调用newStage方法创建RDD对应的finalStage,该RDD是调用action操作的RDD。
2.2. Stage划分流程
2.2.1. Stage
private[spark] class Stage(
val id: Int,
val rdd: RDD[_],
val numTasks: Int,
val shuffleDep: Option[ShuffleDependency[_, _, _]], // Output shuffle if stage is a map stage
val parents: List[Stage],
val jobId: Int,
val callSite: CallSite)
Stage有两种类型:
(1)shuffle map stage;
(2)result stage;
类结构说明:
(1)rdd,表示一个Stage中的最后一个RDD;
(2)numTasks,就是分区的数量;
(3)shuffleDep,如注释所说,如果该stage是shuffle map stage,则该字段表示输出shuffle,即有个RDD shuffle依赖该Stage的结果;
(4)parents,该Stage的父Stages。
2.2.2. DAGScheduler.newStage
private def newStage(
rdd: RDD[_],
numTasks: Int,
shuffleDep: Option[ShuffleDependency[_, _, _]],
jobId: Int,
callSite: CallSite)
: Stage =
{
val parentStages = getParentStages(rdd, jobId)
val id = nextStageId.getAndIncrement()
val stage = new Stage(id, rdd, numTasks, shuffleDep, parentStages, jobId, callSite)
stageIdToStage(id) = stage
updateJobIdStageIdMaps(jobId, stage)
stage
}
从Stage的定义可以看出,创建Stage需要知道其父Stage信息。

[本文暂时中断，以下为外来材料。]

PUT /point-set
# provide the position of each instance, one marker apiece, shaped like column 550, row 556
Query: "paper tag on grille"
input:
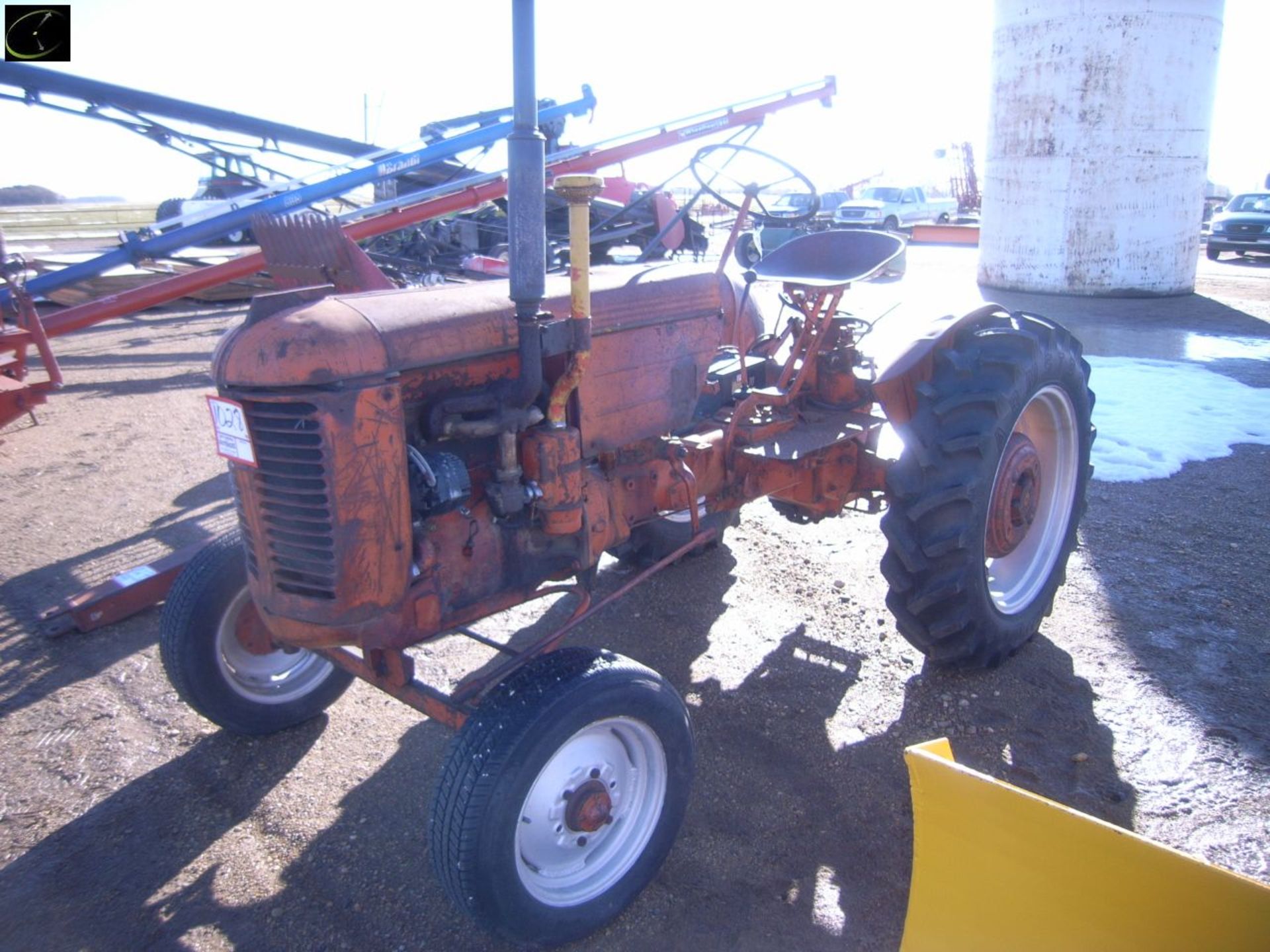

所以:
(1)先获取RDD(所在Stage)的父Stage;
(2)创建Stage id;
(3)创建Stage
从流程图知道,newStage可能会是一个递归的过程,在获取父Stage时,也需要获取其祖父Stage。
2.2.3. 举例
有这样一个RDD图,其中红色箭头表示RDD之间的Shuffle依赖(宽依赖),其他颜色箭头表示窄依赖。
在RDD9上执行了action操作。
我们要创建RDD9的stage。
Stage以ShuffleDependency为界进行划分。
2.2.3.1 DAGScheduler.getParentStages
获取RDD的parent stage。
private def getParentStages(rdd: RDD[_], jobId: Int): List[Stage] = {
val parents = new HashSet[Stage]
val visited = new HashSet[RDD[_]]
// We are manually maintaining a stack here to prevent StackOverflowError
// caused by recursively visiting
val waitingForVisit = new Stack[RDD[_]]
def visit(r: RDD[_]) {
if (!visited(r)) {
visited += r
// Kind of ugly: need to register RDDs with the cache here since
// we can't do it in its constructor because # of partitions is unknown
for (dep <- r.dependencies) {
dep match {
case shufDep: ShuffleDependency[_, _, _] =>
parents += getShuffleMapStage(shufDep, jobId)
case _ =>
waitingForVisit.push(dep.rdd)
}
}
}
}
waitingForVisit.push(rdd)
while (!waitingForVisit.isEmpty) {
visit(waitingForVisit.pop())
}
parents.toList
}
(1)将RDD9放入waitingForVisit栈中,并开始遍历该栈;
(2)从栈中取出一个RDD(即RDD9),它有两个依赖,都是窄依赖,所以将RDD4、RDD7压栈;
(3)取出RDD7,它有两个宽依赖,所以要获取宽依赖对应的shuffle map stage;
(4)取出RDD4,它只有一个窄依赖,所以将RDD3压栈;
(5)取出RDD3,它有一个宽依赖,有一个窄依赖,将RDD5压栈,计算RDD3对应宽依赖的shuffle map stage;
一个RDD的parent Stage要么为None,要么是一个shuffle map stage。
注:
在RDD间产生ShuffleDependency依赖的transform操作时,在创建ShuffledRDD过程中将deps初始化为Nil,并没有实际创建ShuffleDependency对象,但窄依赖是在transform操作时就创建好的。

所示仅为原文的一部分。